Questi vettori di cambiamento, nel nostro Paese hanno interagito con un altro grande fattore di trasformazione peculiare alle mafie tradizionali, consistente nella progressiva espansione territoriale delle stesse. Questo processo espansivo si è incrociato, dunque, con la sofisticazione dei mercati offshore, con i nuovi ambiti del riciclaggio, con le sinergie negative innescate dalle attività criminali transnazionali sistemiche. In questo contesto, si starebbero determinando significativi cambiamenti nelle modalità di interazione fra organizzazioni criminali a carattere mafioso e Politica, Istituzioni, Pubblica Amministrazione e tessuto produttivo.
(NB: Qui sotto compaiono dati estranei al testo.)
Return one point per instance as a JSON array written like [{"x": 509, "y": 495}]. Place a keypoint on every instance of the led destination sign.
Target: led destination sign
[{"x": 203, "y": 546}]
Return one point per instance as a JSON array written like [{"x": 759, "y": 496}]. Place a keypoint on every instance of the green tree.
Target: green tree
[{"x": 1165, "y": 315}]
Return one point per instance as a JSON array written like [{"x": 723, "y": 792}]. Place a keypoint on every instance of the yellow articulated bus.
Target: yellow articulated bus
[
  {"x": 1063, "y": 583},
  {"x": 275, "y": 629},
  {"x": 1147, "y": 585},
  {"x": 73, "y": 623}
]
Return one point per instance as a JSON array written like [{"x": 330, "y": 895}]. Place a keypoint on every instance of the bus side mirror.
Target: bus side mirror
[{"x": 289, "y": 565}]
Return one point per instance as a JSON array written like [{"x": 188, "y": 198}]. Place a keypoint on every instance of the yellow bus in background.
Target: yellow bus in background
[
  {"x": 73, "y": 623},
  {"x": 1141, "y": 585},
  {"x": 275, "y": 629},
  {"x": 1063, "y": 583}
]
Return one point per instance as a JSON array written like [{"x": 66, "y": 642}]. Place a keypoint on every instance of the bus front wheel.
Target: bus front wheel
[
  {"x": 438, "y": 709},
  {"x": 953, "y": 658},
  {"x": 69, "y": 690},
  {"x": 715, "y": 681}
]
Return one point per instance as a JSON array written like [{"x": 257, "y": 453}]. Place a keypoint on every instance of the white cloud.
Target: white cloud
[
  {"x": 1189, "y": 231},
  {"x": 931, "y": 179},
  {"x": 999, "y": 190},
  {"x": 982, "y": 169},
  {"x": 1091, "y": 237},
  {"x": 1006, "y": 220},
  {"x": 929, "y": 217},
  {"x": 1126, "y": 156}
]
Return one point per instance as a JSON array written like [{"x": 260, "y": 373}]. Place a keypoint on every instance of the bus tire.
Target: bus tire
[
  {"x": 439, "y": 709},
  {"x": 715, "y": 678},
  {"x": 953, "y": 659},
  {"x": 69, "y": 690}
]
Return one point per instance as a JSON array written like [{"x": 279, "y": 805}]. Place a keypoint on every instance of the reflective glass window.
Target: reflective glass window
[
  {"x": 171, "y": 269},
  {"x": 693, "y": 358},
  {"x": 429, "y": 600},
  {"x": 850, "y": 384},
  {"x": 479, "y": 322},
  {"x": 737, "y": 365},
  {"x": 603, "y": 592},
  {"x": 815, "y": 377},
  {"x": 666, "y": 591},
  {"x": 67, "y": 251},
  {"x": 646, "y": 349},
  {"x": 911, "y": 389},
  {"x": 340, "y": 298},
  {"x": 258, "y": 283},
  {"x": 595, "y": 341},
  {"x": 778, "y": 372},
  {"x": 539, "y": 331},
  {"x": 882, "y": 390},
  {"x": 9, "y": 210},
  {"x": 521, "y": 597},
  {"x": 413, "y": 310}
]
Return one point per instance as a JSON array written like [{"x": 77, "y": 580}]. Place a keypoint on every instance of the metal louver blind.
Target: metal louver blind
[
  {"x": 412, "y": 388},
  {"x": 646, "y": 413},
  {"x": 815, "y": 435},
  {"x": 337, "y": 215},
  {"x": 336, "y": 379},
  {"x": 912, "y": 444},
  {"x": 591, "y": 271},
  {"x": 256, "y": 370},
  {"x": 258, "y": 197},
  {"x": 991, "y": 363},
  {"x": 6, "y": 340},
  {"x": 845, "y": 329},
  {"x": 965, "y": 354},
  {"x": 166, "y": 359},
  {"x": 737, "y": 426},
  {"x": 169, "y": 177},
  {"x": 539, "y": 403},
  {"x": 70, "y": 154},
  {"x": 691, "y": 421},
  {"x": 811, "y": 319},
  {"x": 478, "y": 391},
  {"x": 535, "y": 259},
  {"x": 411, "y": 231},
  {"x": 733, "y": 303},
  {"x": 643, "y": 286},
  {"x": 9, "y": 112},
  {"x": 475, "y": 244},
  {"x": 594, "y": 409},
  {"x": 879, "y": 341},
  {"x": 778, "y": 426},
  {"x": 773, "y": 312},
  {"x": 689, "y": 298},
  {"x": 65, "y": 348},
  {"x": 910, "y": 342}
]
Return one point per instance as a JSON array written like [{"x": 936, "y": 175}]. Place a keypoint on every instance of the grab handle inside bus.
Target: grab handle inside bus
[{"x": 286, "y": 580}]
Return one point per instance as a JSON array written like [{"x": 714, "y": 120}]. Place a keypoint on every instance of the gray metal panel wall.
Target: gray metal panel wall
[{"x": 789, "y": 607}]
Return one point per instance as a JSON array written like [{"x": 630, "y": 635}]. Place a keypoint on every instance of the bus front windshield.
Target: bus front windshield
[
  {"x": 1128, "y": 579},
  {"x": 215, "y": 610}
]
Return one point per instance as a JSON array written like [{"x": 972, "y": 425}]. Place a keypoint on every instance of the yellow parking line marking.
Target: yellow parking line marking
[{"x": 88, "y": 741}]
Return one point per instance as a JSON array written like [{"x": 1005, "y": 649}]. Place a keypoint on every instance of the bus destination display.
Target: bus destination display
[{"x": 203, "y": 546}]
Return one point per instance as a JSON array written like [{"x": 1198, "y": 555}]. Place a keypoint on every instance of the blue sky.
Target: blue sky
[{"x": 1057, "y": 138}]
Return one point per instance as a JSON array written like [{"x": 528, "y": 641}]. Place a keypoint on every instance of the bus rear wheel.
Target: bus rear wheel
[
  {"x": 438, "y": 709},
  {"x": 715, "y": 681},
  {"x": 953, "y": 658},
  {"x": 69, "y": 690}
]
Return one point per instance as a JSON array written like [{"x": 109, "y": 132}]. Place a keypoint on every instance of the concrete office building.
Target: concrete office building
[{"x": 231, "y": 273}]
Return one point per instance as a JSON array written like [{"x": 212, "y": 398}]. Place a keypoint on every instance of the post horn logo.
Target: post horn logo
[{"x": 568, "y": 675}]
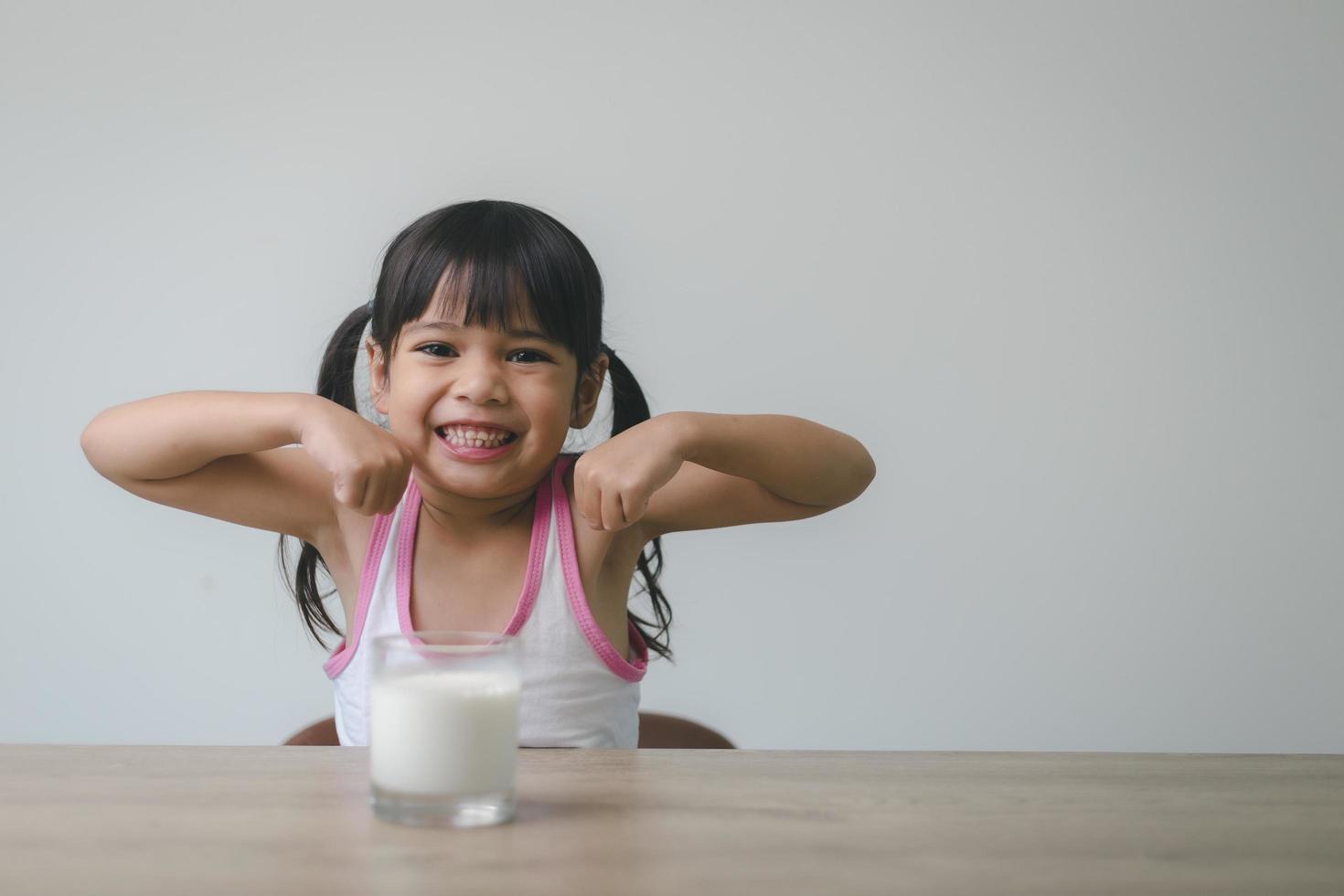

È importante far rilevare come i nuovi tipi di sinergie che si si stanno creando, trovano nella corruzione l’humus ottimale in grado di mediare e contemperare i desiderata dei diversi portatori di interessi, mentre l’enorme incremento del volume degli affari e del profitto rende più facile la convergenza delle diverse istanze illecite.

Sono, infatti, fortemente aumentate le commistioni fra strutture criminali organizzate, strutture paralegali, lobbies di potere trasversale per la spartizione delle diverse utilità e dei vantaggi ricavabili dalle svariate forme di corruzione (appalti, nomine, concorsi, aggiustamenti di sentenze, “pilotaggio” di processi, clientelismo in genere, etc); il controllo dei “pacchetti di voto” viene sempre più utilizzato per ottenere il maggior peso relativo in termini di capacità di condizionamento delle decisioni delle amministrazioni. A sostegno di ciò riportiamo l’affermazione della DIA riportata nell’ ultima relazione: “[…] le mafie diventano soprattutto liquide e non possono che essere descritte in maniera unitaria per interpretarne i comportamenti […]” (Relazione DIA primo semestre 2018, pagina 9). Trattare questi temi considerando come compartimenti stagni la Mafia, la politica, la corruzione, la criminalità transnazionale, l’evoluzione delle tecniche adottate da tali organizzazioni, sarebbe la premessa per ulteriori sconfitte delle nostre istituzioni e di tutta la nostra società. Con riferimento specifico al rapporto mafia politica, uno dei campi in cui si può operare più tempestivamente è quello dell’aggiornamento dell’impianto che sottende alla impostazione ed al funzionamento dei sistemi di controllo.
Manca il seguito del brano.